Some quick notes while everything's still fresh in my mind.  These
might also be useful when integrating this in core.

=== Integration of the numeric tower into the type system

The basic idea in this code is that there are two distinct types of
numbers: "basic" and "extended".  The basic numbers are the
fundamental ones that have always been known by CHICKEN core, with the
new addition of bignums.  The extended numbers exist *ONLY* in Scheme,
which means that to C they're just structure/record objects (much like
the way SRFI 4 vectors are currently handled in core as second-class
citizens).  This rule is broken in only a handful of places (eqv,
nan?)  for performance reasons.  Those situations are generally when
no complicated or allocating computations are required for extended
numbers.

In the CHICKEN 4 numbers egg, this is faked out because we can't truly
extend the core number types, so bignums are structures as well.  But
for integration into core, this is changed to a true type by using one
of the two remaining unused header tags.

In intermediate versions of the "numbers" egg, we had to pass a
failure continuation, which meant creating an extra closure object
upon every call to numeric operations.  But now, in order to avoid any
performance impact, the Scheme procedures are invoked as an
"exception", much like the way the error handler is invoked through
barf() in cases of error.  This allows us to only pass the arguments
to a numeric operation, pretending the implementation is native C.

=== Performance impact

I've tried very hard to keep the performance of basic numeric
operations exactly the same as in core.  In particular, the various
checks for number types are done in exactly the same order as
everywhere in core:

- Is it a fixnum?
- Is it an immediate?  If so, barf.
- Does the header have a flonum tag? (before, this was combined with the immediate check)
- Does the header have a bignum tag? (normally, we'd have an "else barf()" at this point)
- Look up the numeric operation's matching Scheme procedure for extended numeric types, and call it (or barf, if it's not defined for these)

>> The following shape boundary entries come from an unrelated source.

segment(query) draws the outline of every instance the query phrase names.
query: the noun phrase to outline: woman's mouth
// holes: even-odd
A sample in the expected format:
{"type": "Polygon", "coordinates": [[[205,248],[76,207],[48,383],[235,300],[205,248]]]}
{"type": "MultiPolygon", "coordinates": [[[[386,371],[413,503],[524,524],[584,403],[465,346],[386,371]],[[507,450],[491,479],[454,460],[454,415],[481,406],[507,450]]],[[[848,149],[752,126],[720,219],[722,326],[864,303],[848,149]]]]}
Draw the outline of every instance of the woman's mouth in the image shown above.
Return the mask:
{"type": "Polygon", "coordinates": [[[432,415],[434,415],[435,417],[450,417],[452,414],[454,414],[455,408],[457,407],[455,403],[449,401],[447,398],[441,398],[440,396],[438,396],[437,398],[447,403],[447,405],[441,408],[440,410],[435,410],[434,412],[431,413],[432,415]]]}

This means that "generic" numeric code should incur ZERO performance
penalty for functions that are non-allocating and inlineable....

Unfortunately, that's where the good part ends.  Any operation that
results in a fresh number is no longer inlineable, because in case of
bignums they will need to allocate an unknown quantity of memory,
which may require a GC.  The upshot is that every "allocating inline"
procedure will now need to be called in primitive CPS context.  This
is fundamental limitation that we can't do much about.

In addition, the comparison functions (=, <, >, <=, >=) are no longer
inline.  This is due to the fact that in order to correctly compare
flonums, they need to be converted to a bignum and then compared.  We
*could* decide to rip this out, but that would result in unexpected
things, like: (< 19000000000000000.0 19000000000000001) => #f or
(= 19000000000000000.0 190000000000000001) => #t
These are currently the case, too.  This is due to precision loss from
the fix->flo conversion (which means we drop from 62 bits to 54 bits).
Because we _are_ comparing inexact numbers (which could already have
lost information before comparing them), we could decide to ignore
these edge cases and keep them like they are.  For the "=" function
that would mean it can remain inlined and non-allocating.  For < and >,
however, this doesn't help: in the case of ratnums we must multiply the
numerator of x with the denominator of y and vice versa, and compare
the results.  This means we're stuck with an allocating, non-inlineable
function.  Because of this, I decided to keep the comparison functions
all non-inlineable.

Finally, the C implementation of the comparison functions as well as
+, -, * and / are no longer vararg functions.  Instead, the variadic
part is handled in Scheme, and the C implementation only compares two
numbers at a time.  This shouldn't be too much of a performance impact
considering they already have to be in CPS context anyway.  Plus,
calls with two operations can easily be rewritten to a direct call,
which leads us to...

==== Specializations

There's some light at the end of the tunnel: In critical
number-crunching code, you'll usually be working with either integers
or flonums (or you'd already be using the old numbers egg and
everything would be shit-slow anyway).  These two situations are
catered to specifically by specialized versions.  This is where the
specialization/scrutiny stuff really shines: if we know something is a
whole integer, we can use unsafe operations that only need to check a
single bit to distinguish whether a number is fixnum or bignum, just
like in the old situation we could this to distinguish between fixnum
and flonum.

This case should be easy to infer.  There's one caveat: do not use the
"/" division operator, because this may result in a ratnum.  Instead,
in fast code where you know you're dealing with integers, it's best to
use "quotient", instead.  And of course, if you use the trigonometric
operations you may get a flonum, which will also result in the generic
number functions being used.

=== Other random notes

A diadic version of "gcd" has been pulled into C for performance reasons.
This is because ratnums require calculation of the gcd as part of their
normalization process.  See also the impact of this function's performance
on the performance of the cl-bench-bignum.scm code's run-pi-decimal/big part.